[Christopher Columbus by Filson Young]@TWC D-Link book
Christopher Columbus

CHAPTER XIV
12/13

So that there is a profound symbolism in those raying beams that now, night after night, month by month, and year after year, shine out across the sea from Watling's Island in the direction of the Old World.
In the preparations for this voyage, and in the conduct and accomplishment of it, the personality of the man Columbus stands clearly revealed.

He was seen at his best, as all men are who have a chance of doing the thing for which they are best fitted.

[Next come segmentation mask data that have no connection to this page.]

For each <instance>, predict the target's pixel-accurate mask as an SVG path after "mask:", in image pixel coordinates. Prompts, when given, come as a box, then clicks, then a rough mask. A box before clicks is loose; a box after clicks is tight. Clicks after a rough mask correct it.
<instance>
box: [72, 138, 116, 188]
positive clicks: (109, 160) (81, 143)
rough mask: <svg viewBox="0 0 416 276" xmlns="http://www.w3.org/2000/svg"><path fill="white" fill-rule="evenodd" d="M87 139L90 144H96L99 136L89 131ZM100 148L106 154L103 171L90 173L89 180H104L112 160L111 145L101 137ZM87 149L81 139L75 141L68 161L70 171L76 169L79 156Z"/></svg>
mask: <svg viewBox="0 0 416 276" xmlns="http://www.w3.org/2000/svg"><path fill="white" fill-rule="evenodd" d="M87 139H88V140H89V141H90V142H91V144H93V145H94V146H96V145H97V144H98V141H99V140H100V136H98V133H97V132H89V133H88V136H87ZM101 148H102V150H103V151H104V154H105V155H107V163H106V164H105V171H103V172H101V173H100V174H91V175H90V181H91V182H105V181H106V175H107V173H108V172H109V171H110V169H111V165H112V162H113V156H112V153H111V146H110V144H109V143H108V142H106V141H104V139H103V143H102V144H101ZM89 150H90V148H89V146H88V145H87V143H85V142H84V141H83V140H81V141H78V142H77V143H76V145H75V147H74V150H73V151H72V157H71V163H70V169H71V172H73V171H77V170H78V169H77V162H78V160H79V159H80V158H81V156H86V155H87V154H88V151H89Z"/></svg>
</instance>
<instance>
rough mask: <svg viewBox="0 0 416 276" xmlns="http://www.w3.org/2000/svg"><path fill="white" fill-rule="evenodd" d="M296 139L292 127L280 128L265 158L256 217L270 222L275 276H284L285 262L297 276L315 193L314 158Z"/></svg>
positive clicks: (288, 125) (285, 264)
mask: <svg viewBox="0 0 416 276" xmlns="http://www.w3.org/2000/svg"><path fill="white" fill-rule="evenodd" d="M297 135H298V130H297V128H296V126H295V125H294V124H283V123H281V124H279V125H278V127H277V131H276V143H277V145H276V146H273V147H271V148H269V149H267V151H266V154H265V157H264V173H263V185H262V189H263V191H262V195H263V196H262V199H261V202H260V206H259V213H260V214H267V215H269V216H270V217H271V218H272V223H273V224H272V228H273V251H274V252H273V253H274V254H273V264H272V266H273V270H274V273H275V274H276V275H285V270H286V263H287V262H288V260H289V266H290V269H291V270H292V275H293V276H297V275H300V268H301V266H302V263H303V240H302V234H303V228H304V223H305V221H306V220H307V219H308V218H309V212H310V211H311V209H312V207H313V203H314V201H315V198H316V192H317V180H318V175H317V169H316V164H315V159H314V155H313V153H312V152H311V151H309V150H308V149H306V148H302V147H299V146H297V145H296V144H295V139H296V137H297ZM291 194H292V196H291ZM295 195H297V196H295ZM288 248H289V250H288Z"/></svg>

The singleness of aim that can accomplish so much is made manifest in his dogged search for means with which to make his voyage; and his Italian quality of unscrupulousness in the means employed to attain a good end was exercised to the full.

The, practical seaman in him carried him through the easiest part of his task, which was the actual sailing of his ships from Palos to Guanahani; Martin Alonso Pinzon could have done as much as that.
But no Martin Alonso Pinzon or any other man of that time known to history had the necessary combination of defective and effective qualities that made Columbus, once he had conceived his glorious hazy idea, spend the best years of his life, first in acquiring the position that would make him listened to by people powerful enough to help him, and then in besieging them in the face of every rebuff and discouragement.

Another man, proposing to venture across the unknown ocean to unknown lands, would have required a fleet for his conveyance, and an army for his protection; but Columbus asked for what he thought he had some chance of getting, and for the barest equipment that would carry him across the water.